One such piece is Scottish poet and a scholar of South American literature Alastair Reid recounting how confused his neighbors were when they saw an advertisement for a rowing machine—why would you want to row in place and not end up anywhere after the effort?



Another is the story Paraguayan footballer Nelson Valdes tells about a Havana bus trip where the driver pulled over in order to woo a girlfriend, and the passengers revolted against this unplanned stop by commandeering the bus.

A series of short pieces explores the dreams of Galeano’s wife, Helena. She sees “a woman in a tower wearing a white tunic and combing her tresses, which reached down to her feet. The comb shed dreams replete with all their characters: The dreams flew from her hair into the air.”

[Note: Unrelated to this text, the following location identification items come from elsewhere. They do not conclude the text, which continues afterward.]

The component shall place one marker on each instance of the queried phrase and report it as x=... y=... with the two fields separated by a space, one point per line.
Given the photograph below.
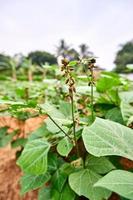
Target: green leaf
x=19 y=142
x=52 y=110
x=3 y=131
x=58 y=180
x=29 y=182
x=33 y=159
x=39 y=133
x=118 y=181
x=126 y=110
x=100 y=165
x=65 y=108
x=66 y=193
x=115 y=115
x=82 y=183
x=73 y=63
x=106 y=83
x=7 y=138
x=45 y=193
x=52 y=162
x=126 y=96
x=52 y=127
x=105 y=137
x=64 y=146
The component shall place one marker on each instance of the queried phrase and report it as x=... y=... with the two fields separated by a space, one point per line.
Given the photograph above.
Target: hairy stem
x=92 y=94
x=59 y=127
x=74 y=126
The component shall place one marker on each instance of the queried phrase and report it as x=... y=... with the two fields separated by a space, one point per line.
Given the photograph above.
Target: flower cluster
x=67 y=69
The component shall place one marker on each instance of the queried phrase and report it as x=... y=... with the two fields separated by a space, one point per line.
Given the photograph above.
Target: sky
x=28 y=25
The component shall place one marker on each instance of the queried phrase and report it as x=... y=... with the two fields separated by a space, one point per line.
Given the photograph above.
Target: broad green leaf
x=82 y=183
x=126 y=110
x=19 y=142
x=33 y=159
x=58 y=180
x=45 y=193
x=64 y=146
x=53 y=128
x=7 y=138
x=65 y=108
x=65 y=194
x=115 y=115
x=105 y=137
x=100 y=165
x=118 y=181
x=39 y=133
x=73 y=63
x=126 y=96
x=3 y=131
x=30 y=182
x=52 y=111
x=53 y=162
x=106 y=83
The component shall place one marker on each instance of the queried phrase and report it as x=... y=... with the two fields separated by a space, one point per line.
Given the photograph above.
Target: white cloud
x=39 y=24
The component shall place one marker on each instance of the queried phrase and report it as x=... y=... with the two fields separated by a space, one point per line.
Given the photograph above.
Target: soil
x=9 y=177
x=9 y=171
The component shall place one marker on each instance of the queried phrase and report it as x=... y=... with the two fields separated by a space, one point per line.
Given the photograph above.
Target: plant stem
x=92 y=94
x=74 y=126
x=59 y=127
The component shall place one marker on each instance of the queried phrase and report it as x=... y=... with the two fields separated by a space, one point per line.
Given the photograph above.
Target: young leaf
x=126 y=110
x=105 y=137
x=100 y=165
x=19 y=142
x=30 y=182
x=82 y=183
x=115 y=115
x=33 y=159
x=64 y=146
x=45 y=193
x=118 y=181
x=58 y=180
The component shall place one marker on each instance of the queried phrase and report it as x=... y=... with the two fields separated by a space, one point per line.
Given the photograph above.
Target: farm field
x=67 y=135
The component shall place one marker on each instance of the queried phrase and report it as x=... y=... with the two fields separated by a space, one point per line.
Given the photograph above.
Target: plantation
x=83 y=146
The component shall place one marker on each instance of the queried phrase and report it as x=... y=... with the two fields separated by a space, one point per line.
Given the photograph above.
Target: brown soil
x=9 y=171
x=9 y=177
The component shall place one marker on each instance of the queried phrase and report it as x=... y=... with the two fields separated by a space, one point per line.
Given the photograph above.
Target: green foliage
x=118 y=181
x=41 y=57
x=124 y=56
x=50 y=160
x=105 y=137
x=33 y=159
x=82 y=183
x=30 y=182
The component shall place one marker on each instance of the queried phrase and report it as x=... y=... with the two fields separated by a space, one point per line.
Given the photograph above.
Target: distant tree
x=8 y=63
x=123 y=57
x=62 y=48
x=84 y=51
x=41 y=57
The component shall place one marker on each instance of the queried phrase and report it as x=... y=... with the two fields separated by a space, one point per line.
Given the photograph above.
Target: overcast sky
x=28 y=25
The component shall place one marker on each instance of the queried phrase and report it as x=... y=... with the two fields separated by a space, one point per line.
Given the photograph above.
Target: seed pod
x=67 y=81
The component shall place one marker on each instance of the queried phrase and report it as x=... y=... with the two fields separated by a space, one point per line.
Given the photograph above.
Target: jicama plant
x=69 y=157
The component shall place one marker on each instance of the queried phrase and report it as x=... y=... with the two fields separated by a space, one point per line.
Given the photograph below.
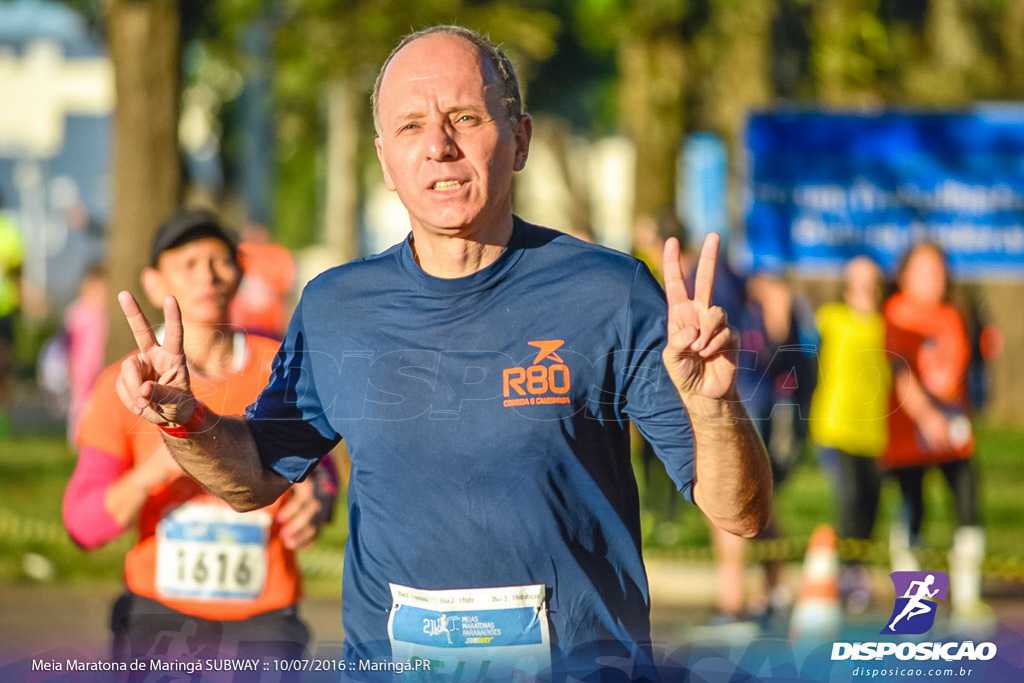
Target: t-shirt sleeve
x=651 y=400
x=288 y=420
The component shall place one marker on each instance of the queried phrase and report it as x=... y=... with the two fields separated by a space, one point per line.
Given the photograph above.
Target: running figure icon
x=916 y=604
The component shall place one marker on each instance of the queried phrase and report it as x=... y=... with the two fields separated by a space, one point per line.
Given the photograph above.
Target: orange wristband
x=187 y=428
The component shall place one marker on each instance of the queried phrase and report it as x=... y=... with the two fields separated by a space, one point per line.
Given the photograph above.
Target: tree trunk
x=652 y=74
x=344 y=105
x=144 y=46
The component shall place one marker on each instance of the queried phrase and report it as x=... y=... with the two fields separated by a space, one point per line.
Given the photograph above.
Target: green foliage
x=316 y=42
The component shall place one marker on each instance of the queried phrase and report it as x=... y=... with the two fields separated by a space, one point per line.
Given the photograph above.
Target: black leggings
x=858 y=487
x=962 y=477
x=144 y=629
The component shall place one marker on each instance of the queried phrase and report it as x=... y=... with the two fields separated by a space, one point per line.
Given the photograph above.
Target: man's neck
x=451 y=257
x=209 y=347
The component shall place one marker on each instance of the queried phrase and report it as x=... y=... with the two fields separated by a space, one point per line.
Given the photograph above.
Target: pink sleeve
x=85 y=515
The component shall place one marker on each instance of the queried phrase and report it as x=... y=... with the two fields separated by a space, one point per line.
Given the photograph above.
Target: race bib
x=471 y=633
x=210 y=552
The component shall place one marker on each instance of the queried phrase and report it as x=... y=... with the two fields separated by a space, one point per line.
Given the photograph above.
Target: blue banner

Galeano describes the graffiti he sees decorating walls during his travels. Memorable ones include a note scrawled on a fence in Melo, a small Uruguayan town: “Assist the police: torture yourself.”



He also writes movingly about very personal medical and psychological traumas like Helena’s miscarriage and his own heart attack.

One of the last pieces deals with Galeano’s experience of returning to Uruguay after his period of exile ends. The generals who had been left in power by the coup have slowly lost their grip on the country. As he returns, Galeano feels a powerful and new kind of homesickness: “I felt I was returning without having left: Montevideo, sleeping its eternal siesta on the sloping hills of the coast, indifferent to the wind that beats on it and calls to it…And I knew that I had been longing for home and that the hour for ending my exile had struck.”